- Born: 10 February 1987 (age 39) Karachi, Sindh, Pakistan
- Occupations: Civil rights activist; lawyer;
- Spouse: Mansha Pasha ​(m. 2021)​

= Mohammad Jibran Nasir =

Pakistani civil rights activist and lawyer (born 1987)

Mohammad Jibran Nasir (born 10 February 1987) is a Pakistani lawyer, civil rights activist, and independent politician based in Karachi, Pakistan. He rose to national prominence in December 2014 when he led protests outside Islamabad's Lal Masjid demanding the arrest of cleric Abdul Aziz following the Army Public School massacre in Peshawar. He is founder of NGO Never Forget Pakistan and has contested Pakistani elections in 2013, 2018 and 2024 as an independent candidate from Karachi constituencies.

== Early life and education ==
Nasir was born on 10 February 1987 in Karachi, Pakistan. He completed his O-Levels from Saint Michael's Convent School in Karachi, A-Levels from The Lyceum School in Karachi, and went to the University of London International Programme for Bachelor of Law (LLB Hons.). Later, he completed LLM in International Commercial Law from the University of Northumbria, UK.

== Activism ==
He is a lawyer by profession and is known for criticizing state policies regarding banned organisations in Pakistan and call attention to the need for protection of minorities.

Nasir has been a trustee at Elaj Trust and involved in relief work through Elaj Trust. He founded the NGO, Never Forget Pakistan and is also involved in advocacy for marginalised communities through Pakistan For All.

Nasir became prominent following the December 2014's Peshawar's school attack which led to 150 dead after he led the procession calling for the arrest of Lal Masjid cleric Abdul Aziz, for which he subsequently received alleged threats from Taliban spokesman.

He was noted by Foreign Policy Magazine amongst the three Pakistanis making considerable effort against sectarian violence.

In January 2015, Nasir played a key role in organising a new movement to "Reclaim Pakistan" from violent extremism and played a major role in organising demonstrations carrying playcards and candles. Nasir had been leading protests against terrorism in Pakistan, and was arrested on 5 February 2015 for protesting near the Chief Minister's residence along with other Civil Society activists. Later on the same day, Nasir was released by the Karachi Police. Following his release he addressed protesters gathered and reiterated his 15-day ultimatum to government for taking action against banned organizations.

In 2017, Nasir filed a complaint with Pakistan Electronic Media Regulatory Authority (PEMRA) alleging Aamir Liaquat Hussain in his TV show of running a defamatory and life-threatening campaign against him. Following which PEMRA banned TV show of Aamir Liaquat. Rawalpindi police also registered a case against Aamir Liaquat for threatening the life of Nasir. Amnesty International in a letter to Interior Minister of Pakistan called on the government to take action to protect the lives and rights of activists including of Nasir due to harassment and threats by Aamir Liaquat.

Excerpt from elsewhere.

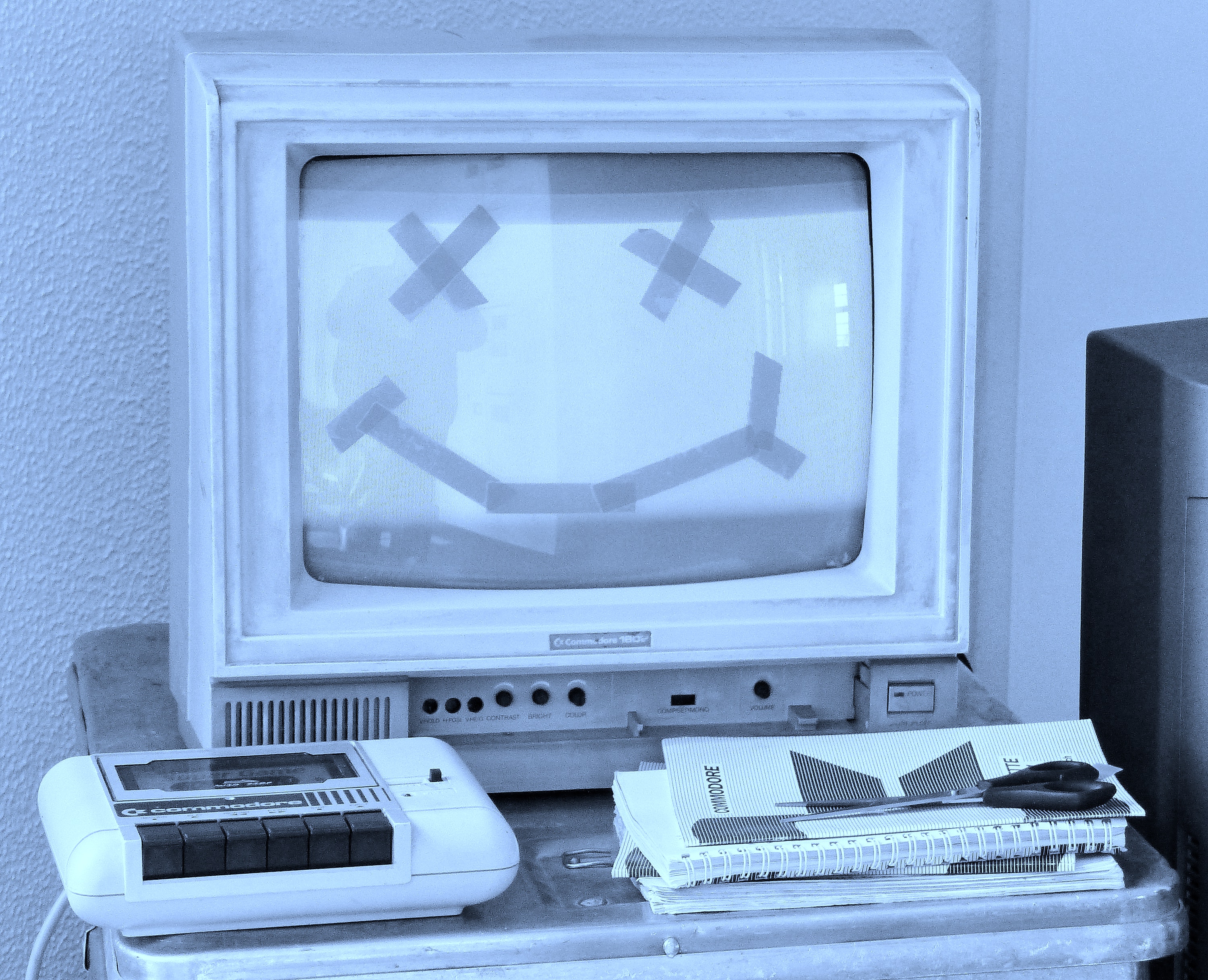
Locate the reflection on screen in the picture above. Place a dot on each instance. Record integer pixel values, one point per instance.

In August 2026, Nasir represented the family of Karachi businessman Mir Raza Ali Khan in proceedings over Ali's death. He challenged changes to the medico-legal board appointed for Ali's exhumation, after which the procedure was postponed and the original board was restored.

==Political career==
Nasir ran for seat of the National Assembly of Pakistan and Provincial Assembly of Sindh as an independent candidate from Constituency NA-250 (Karachi-XII) and Constituency PS-113 (Karachi-XXV) respectively in 2013 Pakistani general election, but was unsuccessful after securing a meager 259 votes for the NA seat. He lost the National Assembly seat to Pakistan Tehreek-e-Insaf's candidate Arif Alvi and Sindh Assembly seat to Samar Ali Khan. NA-250 was described as one of the most hotly contested seats for the National Assembly. After the 2018 delimitation, the NA-250 constituency was renamed NA-247.

In June 2018, he announced to contest in 2018 Pakistani general election as an independent candidate, for the seat of the National Assembly from Constituency NA-247 and for the seat of the Provincial Assembly of Sindh from Constituency PS-111. His election campaign was titled "Hum Mein Se Aik". Despite numerous publicity campaigns, he lost elections for both the national and provincial assembly seats by substantial margins.

He ran for the seat of the Provincial Assembly of Sindh from Constituency PS-111 as an independent candidate in by-election held on 21 October 2018, but was unsuccessful.

In the 2024 general election, Nasir contested NA-241 (Karachi South) as an independent candidate and secured 1,027 votes, finishing fourth. He also contested the Sindh Assembly seat PS-110 for the fourth time in 2024, running on a platform focused on access, accountability, and justice for the constituency.